Il movimento si sviluppa in modo magmatico, ove l’unica figura certa è quella del segretario nazionale Gianni Alemanno: un politico di lungo curriculum, a suo stesso dire “sceso dal carro dei vincitori” (di FDI, ovviamente), servito solo da alcuni volenterosi nella nuova avventura politica.

In Liguria il semplice iscritto, come chi scrive, non viene messo al corrente dell’organigramma delle cariche e si relaziona vagamente con i singoli di qua e di là dal capoluogo in cui vive, che appare sguarnito: né gli interessati hanno mai inteso nemmen presentarsi.

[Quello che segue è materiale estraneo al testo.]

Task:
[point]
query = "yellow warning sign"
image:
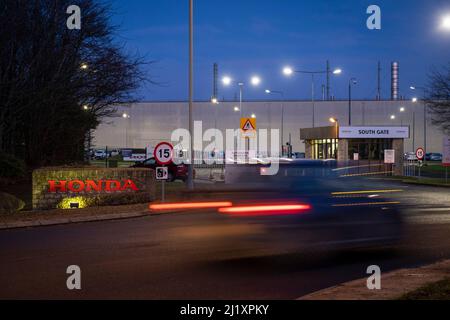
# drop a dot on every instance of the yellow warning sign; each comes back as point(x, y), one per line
point(248, 124)
point(248, 127)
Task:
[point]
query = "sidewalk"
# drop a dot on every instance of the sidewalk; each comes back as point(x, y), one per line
point(393, 284)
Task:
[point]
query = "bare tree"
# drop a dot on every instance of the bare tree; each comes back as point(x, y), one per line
point(438, 99)
point(57, 84)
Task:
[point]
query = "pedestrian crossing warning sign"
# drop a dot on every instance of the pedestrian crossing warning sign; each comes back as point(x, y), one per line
point(248, 127)
point(248, 124)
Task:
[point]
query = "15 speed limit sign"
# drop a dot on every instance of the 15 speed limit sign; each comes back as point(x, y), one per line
point(420, 154)
point(163, 153)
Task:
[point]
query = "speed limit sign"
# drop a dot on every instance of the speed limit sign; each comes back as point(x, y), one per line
point(163, 153)
point(420, 154)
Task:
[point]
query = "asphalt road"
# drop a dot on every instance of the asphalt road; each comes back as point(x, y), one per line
point(177, 257)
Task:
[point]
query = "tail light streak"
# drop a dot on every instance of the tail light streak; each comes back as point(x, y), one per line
point(266, 210)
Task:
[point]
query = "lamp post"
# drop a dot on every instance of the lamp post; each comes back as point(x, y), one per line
point(281, 93)
point(190, 179)
point(127, 117)
point(227, 81)
point(351, 82)
point(415, 100)
point(288, 71)
point(402, 110)
point(336, 122)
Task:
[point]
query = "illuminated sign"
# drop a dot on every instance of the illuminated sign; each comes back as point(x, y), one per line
point(374, 132)
point(77, 186)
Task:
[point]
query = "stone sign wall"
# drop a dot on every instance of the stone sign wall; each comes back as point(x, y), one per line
point(83, 187)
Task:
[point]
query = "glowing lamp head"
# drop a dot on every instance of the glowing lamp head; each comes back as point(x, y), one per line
point(226, 80)
point(255, 80)
point(287, 71)
point(446, 23)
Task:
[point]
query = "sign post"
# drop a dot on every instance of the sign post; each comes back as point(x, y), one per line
point(163, 154)
point(446, 156)
point(420, 154)
point(162, 174)
point(248, 130)
point(389, 158)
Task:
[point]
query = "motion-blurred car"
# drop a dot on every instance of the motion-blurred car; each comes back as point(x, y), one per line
point(100, 154)
point(312, 204)
point(410, 156)
point(113, 153)
point(176, 172)
point(433, 157)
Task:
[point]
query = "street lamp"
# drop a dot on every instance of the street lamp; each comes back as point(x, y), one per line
point(281, 93)
point(227, 81)
point(336, 122)
point(256, 80)
point(190, 180)
point(127, 117)
point(288, 71)
point(445, 24)
point(351, 82)
point(415, 100)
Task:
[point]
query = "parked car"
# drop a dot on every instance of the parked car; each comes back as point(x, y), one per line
point(176, 172)
point(100, 154)
point(299, 155)
point(410, 156)
point(113, 153)
point(433, 157)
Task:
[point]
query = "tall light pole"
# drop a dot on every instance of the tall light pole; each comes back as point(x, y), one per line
point(127, 117)
point(288, 71)
point(281, 93)
point(190, 180)
point(415, 100)
point(227, 81)
point(351, 82)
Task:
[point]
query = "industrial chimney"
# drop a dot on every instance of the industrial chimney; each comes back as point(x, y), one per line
point(395, 69)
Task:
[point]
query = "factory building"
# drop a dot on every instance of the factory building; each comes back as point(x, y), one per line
point(148, 123)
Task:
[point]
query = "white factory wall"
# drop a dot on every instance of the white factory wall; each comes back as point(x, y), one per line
point(152, 122)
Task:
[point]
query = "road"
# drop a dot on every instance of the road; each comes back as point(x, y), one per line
point(176, 257)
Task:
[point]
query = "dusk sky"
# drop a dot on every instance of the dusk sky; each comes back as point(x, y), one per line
point(247, 37)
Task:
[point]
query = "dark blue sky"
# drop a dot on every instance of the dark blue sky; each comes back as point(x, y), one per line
point(247, 37)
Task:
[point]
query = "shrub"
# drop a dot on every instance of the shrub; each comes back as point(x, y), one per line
point(11, 167)
point(10, 204)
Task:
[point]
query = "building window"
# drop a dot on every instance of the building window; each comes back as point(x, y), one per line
point(370, 149)
point(324, 148)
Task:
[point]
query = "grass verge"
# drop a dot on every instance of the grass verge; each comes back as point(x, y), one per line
point(435, 291)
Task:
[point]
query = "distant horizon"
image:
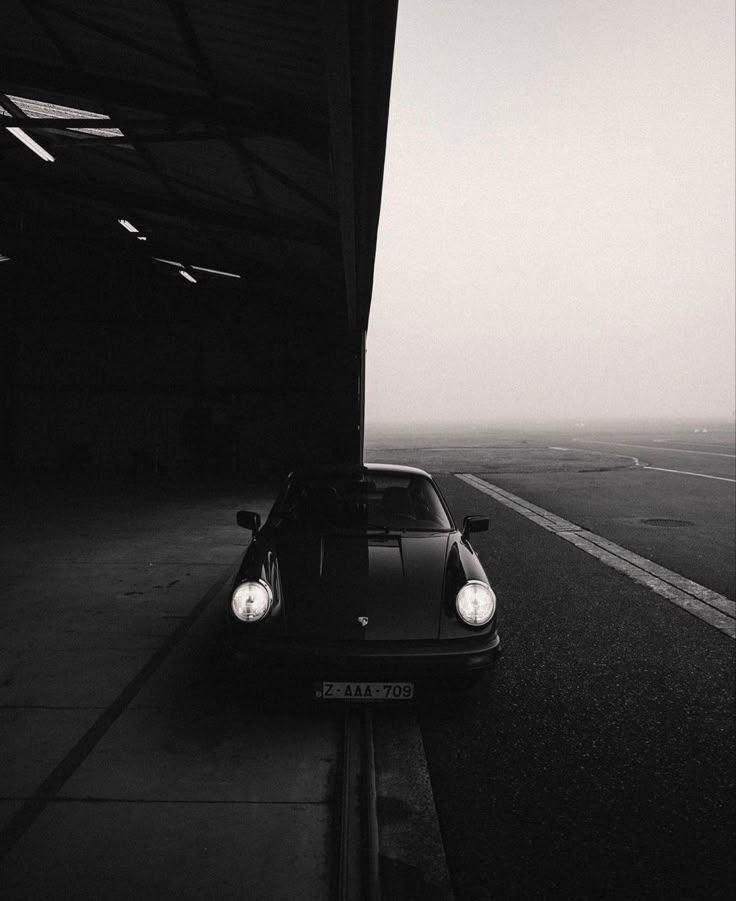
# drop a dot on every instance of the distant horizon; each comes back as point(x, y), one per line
point(557, 215)
point(567, 421)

Il risicato spazio a disposizione, quello dei cittadini stanchi dei balletti della vecchia politica, è peraltro occupato da alti soggetti più noti e impegnati anche nella comunicazione in rete, di cui è inutile fare i nomi: per quanto tutti siano rimasti tagliati fuori dai seggi, hanno riportato un consenso, benché ridotto, più vicino a quello di una speranza nel futuro.

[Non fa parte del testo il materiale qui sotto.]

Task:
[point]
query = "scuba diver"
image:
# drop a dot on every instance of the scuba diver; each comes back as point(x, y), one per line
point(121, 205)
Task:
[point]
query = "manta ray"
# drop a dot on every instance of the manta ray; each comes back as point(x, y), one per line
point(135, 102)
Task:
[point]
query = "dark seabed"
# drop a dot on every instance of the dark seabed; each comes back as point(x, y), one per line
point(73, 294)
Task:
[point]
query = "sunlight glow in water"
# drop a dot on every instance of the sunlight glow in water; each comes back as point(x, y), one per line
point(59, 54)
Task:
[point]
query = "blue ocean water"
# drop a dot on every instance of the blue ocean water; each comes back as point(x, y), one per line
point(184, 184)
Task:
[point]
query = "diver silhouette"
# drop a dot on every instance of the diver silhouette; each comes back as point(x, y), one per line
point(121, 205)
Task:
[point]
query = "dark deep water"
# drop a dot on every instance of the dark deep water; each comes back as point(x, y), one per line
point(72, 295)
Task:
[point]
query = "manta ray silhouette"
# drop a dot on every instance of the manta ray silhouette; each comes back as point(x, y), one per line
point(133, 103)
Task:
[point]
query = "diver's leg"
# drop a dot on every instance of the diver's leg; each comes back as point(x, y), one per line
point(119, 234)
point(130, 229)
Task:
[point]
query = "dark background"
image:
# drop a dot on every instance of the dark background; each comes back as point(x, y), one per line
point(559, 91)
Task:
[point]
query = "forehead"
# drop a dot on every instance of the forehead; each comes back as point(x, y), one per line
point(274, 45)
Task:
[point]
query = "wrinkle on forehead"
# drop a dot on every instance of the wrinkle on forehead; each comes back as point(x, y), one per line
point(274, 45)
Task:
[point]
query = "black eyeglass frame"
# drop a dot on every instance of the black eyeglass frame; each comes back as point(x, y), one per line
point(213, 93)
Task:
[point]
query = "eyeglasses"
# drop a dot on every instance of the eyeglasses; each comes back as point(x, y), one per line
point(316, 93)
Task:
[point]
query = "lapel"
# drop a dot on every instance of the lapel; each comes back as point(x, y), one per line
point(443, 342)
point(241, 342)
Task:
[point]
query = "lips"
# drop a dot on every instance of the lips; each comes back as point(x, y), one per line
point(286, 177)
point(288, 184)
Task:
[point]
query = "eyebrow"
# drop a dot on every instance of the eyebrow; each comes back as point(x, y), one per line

Alla domanda se non era possibile una comunione di intenti con questi gruppi, la risposta era sempre la stessa: la “base” era contraria, avversava alcuni esponenti dai trascorsi opposti a quelli dei militanti di “Indipendenza!” e preferiva il purodurismo.

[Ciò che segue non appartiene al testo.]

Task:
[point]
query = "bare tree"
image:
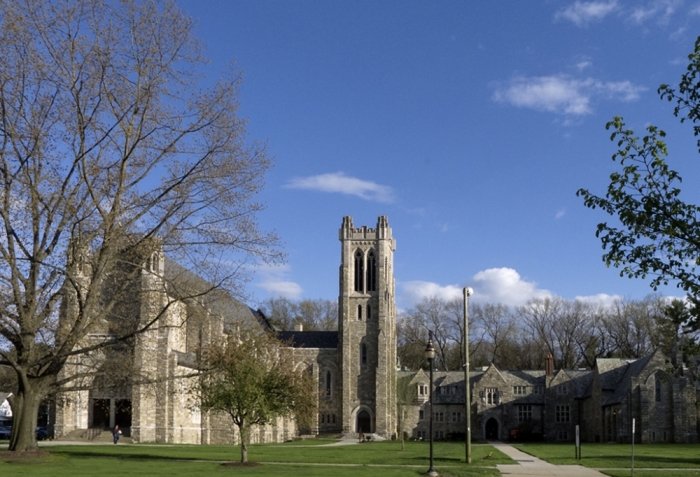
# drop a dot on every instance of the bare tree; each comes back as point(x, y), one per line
point(498, 328)
point(110, 151)
point(630, 325)
point(313, 315)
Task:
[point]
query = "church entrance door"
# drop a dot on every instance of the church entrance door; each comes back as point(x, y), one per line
point(364, 422)
point(492, 429)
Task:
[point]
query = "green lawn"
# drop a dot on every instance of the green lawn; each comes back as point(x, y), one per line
point(619, 456)
point(309, 458)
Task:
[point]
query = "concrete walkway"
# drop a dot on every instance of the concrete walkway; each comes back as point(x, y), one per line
point(532, 466)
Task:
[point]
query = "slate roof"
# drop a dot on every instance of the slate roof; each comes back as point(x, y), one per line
point(632, 370)
point(611, 371)
point(309, 339)
point(582, 382)
point(181, 282)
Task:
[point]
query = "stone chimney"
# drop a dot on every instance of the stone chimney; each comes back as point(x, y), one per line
point(549, 365)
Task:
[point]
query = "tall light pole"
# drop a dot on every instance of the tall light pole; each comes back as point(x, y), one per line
point(467, 395)
point(430, 355)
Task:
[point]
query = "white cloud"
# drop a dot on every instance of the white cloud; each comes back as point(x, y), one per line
point(602, 299)
point(495, 285)
point(283, 289)
point(273, 281)
point(581, 13)
point(505, 285)
point(562, 94)
point(340, 183)
point(662, 10)
point(414, 291)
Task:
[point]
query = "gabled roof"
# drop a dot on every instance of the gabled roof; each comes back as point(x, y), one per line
point(309, 339)
point(611, 371)
point(492, 369)
point(632, 370)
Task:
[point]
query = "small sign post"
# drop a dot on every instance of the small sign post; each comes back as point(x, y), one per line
point(632, 447)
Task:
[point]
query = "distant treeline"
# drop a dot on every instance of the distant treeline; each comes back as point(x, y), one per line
point(575, 332)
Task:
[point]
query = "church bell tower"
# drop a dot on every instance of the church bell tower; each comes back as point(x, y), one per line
point(367, 328)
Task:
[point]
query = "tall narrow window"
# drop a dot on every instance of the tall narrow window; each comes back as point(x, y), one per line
point(658, 389)
point(359, 271)
point(371, 271)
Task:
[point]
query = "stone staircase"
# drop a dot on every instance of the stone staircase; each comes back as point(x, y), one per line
point(93, 435)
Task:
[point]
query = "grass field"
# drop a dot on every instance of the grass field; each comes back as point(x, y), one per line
point(676, 460)
point(308, 458)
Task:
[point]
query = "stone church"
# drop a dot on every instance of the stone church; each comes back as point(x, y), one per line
point(355, 370)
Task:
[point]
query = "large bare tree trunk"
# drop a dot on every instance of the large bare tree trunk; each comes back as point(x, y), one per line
point(244, 442)
point(25, 408)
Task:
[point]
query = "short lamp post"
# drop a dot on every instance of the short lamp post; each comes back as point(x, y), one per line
point(430, 356)
point(467, 395)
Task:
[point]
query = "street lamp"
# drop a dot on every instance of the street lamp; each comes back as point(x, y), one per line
point(467, 395)
point(430, 355)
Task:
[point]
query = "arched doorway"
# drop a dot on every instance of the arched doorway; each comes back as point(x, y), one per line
point(364, 422)
point(492, 429)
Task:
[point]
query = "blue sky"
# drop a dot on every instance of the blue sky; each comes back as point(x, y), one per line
point(469, 124)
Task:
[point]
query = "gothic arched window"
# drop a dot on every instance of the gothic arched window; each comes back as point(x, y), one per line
point(359, 271)
point(371, 271)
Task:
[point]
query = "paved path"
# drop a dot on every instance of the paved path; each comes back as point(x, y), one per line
point(528, 465)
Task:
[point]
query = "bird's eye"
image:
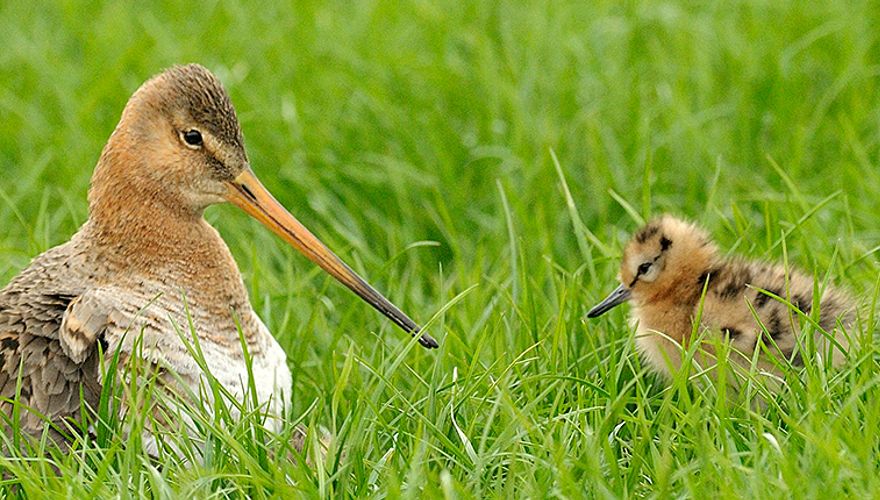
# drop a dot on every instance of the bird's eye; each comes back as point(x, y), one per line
point(193, 138)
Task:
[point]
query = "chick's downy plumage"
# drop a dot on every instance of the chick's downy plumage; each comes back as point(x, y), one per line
point(666, 266)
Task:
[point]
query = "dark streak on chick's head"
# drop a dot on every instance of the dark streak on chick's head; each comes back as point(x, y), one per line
point(666, 257)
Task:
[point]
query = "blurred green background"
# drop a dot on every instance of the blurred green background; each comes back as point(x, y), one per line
point(418, 140)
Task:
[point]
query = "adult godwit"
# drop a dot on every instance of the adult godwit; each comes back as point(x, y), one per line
point(146, 260)
point(669, 263)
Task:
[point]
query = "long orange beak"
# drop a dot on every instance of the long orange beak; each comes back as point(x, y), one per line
point(248, 193)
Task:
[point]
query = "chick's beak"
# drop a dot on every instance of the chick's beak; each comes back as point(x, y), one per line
point(248, 193)
point(620, 295)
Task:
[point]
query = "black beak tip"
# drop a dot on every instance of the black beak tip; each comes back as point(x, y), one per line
point(427, 341)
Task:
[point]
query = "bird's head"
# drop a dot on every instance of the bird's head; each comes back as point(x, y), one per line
point(179, 148)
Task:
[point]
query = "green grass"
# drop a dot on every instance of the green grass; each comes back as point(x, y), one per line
point(482, 164)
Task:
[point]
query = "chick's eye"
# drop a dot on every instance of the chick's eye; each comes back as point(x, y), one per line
point(193, 138)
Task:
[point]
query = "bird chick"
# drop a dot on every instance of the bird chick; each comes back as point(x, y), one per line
point(674, 276)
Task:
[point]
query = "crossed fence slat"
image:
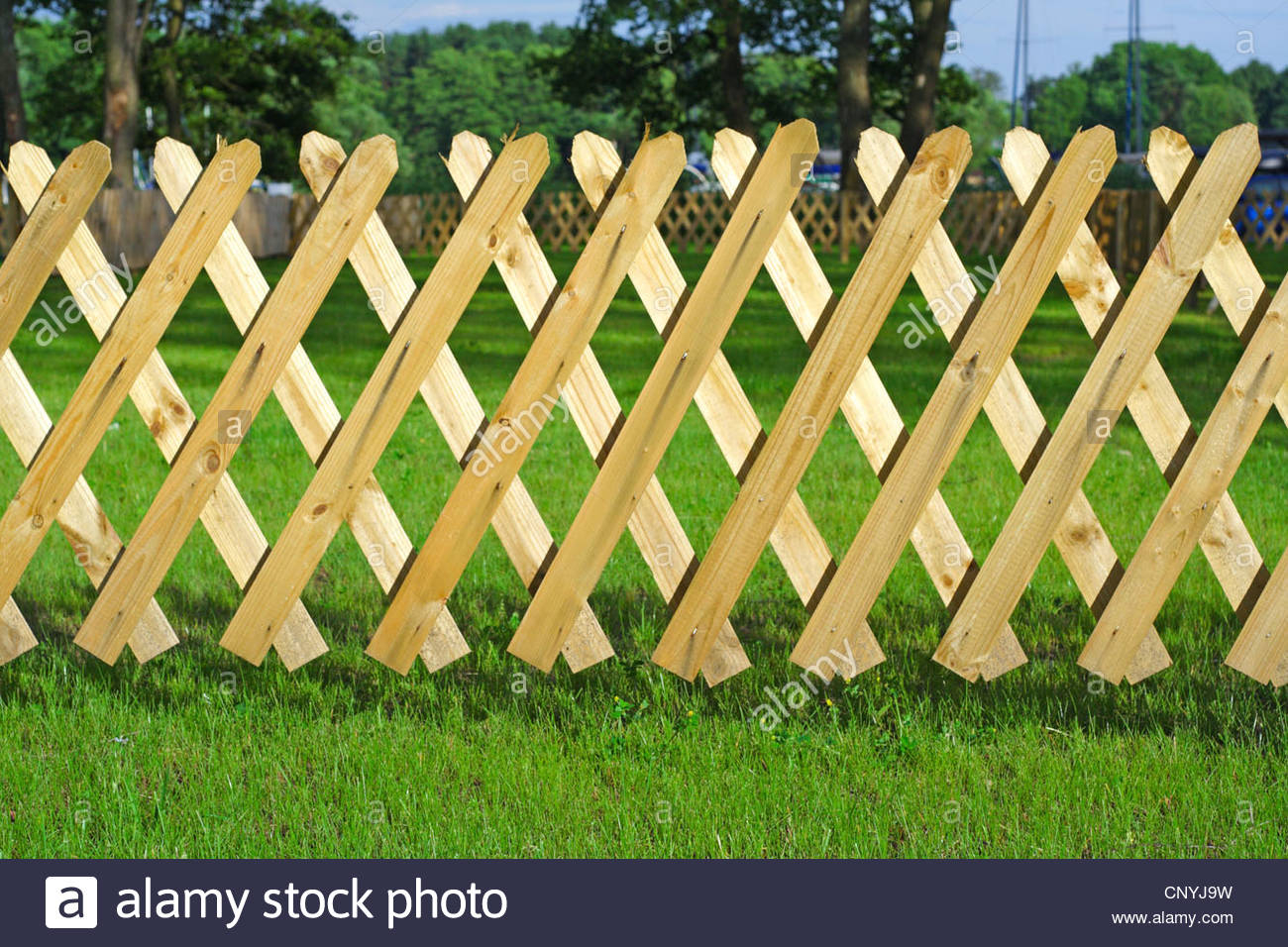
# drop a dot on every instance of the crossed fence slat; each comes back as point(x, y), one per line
point(52, 223)
point(1013, 411)
point(686, 359)
point(413, 346)
point(945, 420)
point(724, 406)
point(455, 408)
point(552, 359)
point(211, 444)
point(867, 406)
point(1154, 405)
point(1104, 390)
point(591, 403)
point(627, 241)
point(124, 356)
point(850, 330)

Di fatto è successo che la caduta della giunta regionale ha accelerato le tempistiche per l’accesso alla competizione, inducendo a compilare le liste con persone che, spesso, non si conoscevano nemmeno vagamente e non avevano avuto la possibilità di confrontarsi almeno una volta e sia pure solo on line. Questo vulnus si è pertanto trascinato fino ai giorni nostri.

Un ulteriore problema è stato rappresentato dalla totale mancanza di rapporto con i media locali, fatte salve alcune iniziative singole sul fronte rivierasco, peraltro su temi da discutere prioritariamente negli organismi e di ben scarsa presa, se non supportate da una risonanza più ampia.

Si è dunque arrivati alla election day con un’organizzazione inesistente e una scarsa disponibilità all’impegno nelle attività “on the road”, scaricate sui pochi di buona volontà, nonostante il frenetico andirivieni del segretario e del candidato governatore Alessandro Rosson, nemmeno loro purtroppo riusciti a sfondare il “fronte del porto”: ove l’abboccamento andava preparato dai dirigenti locali (ma quali sono?) per non risultare, come in effetti è stato, un momento di ricezione di felpate contumelie da parte del ras locale.

Si notava molta sufficienza verso le situazioni di degrado cittadine, con una redazione di comunicati appiattiti su slogan cigiellini piuttosto che alternativi alle solite vulgate (per esempio sulla sanità); e un turbolento disappunto per l’immigrazione selvaggia, senza il desiderio, che sarebbe una necessità, di affrontare in profondità il problema ormai emergenziale.

I contributi di chi scrive questo articolo, candidata per dovere di servizio, sono stati ignorati, anche con la motivazione “decide tutto Roma”. È mancato del tutto il coraggio di fare chiarezza sui temi sensibili e gli argomenti divisivi. Mancava un leader. Le elezioni sono una “chiamata alle ami” a cui nessuno aveva il diritto di sottrarsi, ma alcuni pseudo notabili si sono sfilati nell’indifferenza generale.

E allora, siccome decide tutto Roma, la “dirigenza” locale, mai eletta né comunicata formalmente e poco affiatata sostanzialmente già prima del 27 ottobre, prima convoca un direttivo di cui l’iscritto era rimasto all’oscuro (e sì che non siamo un’enormità); dopo qualche giorno organizza una pizzata, per fortuna disertata da chi scrive, apparentemente per riprendere il percorso (le sortite in pizzeria hanno superato di gran lunga le riunioni programmatiche, per diverse a zero); e nei giorni scorsi annuncia dimissioni da cariche mai ufficialmente rivestite.

Purtroppo tocca ammettere che impreparazione, disorganizzazione e infingardaggine l’hanno fatta da padrone, portando verso un fallimento non elettorale (largamente prevedibile), ma tutto interno a un partito che dovrà ricominciare, almeno in Liguria e se lo vorrà, su ben altri presupposti.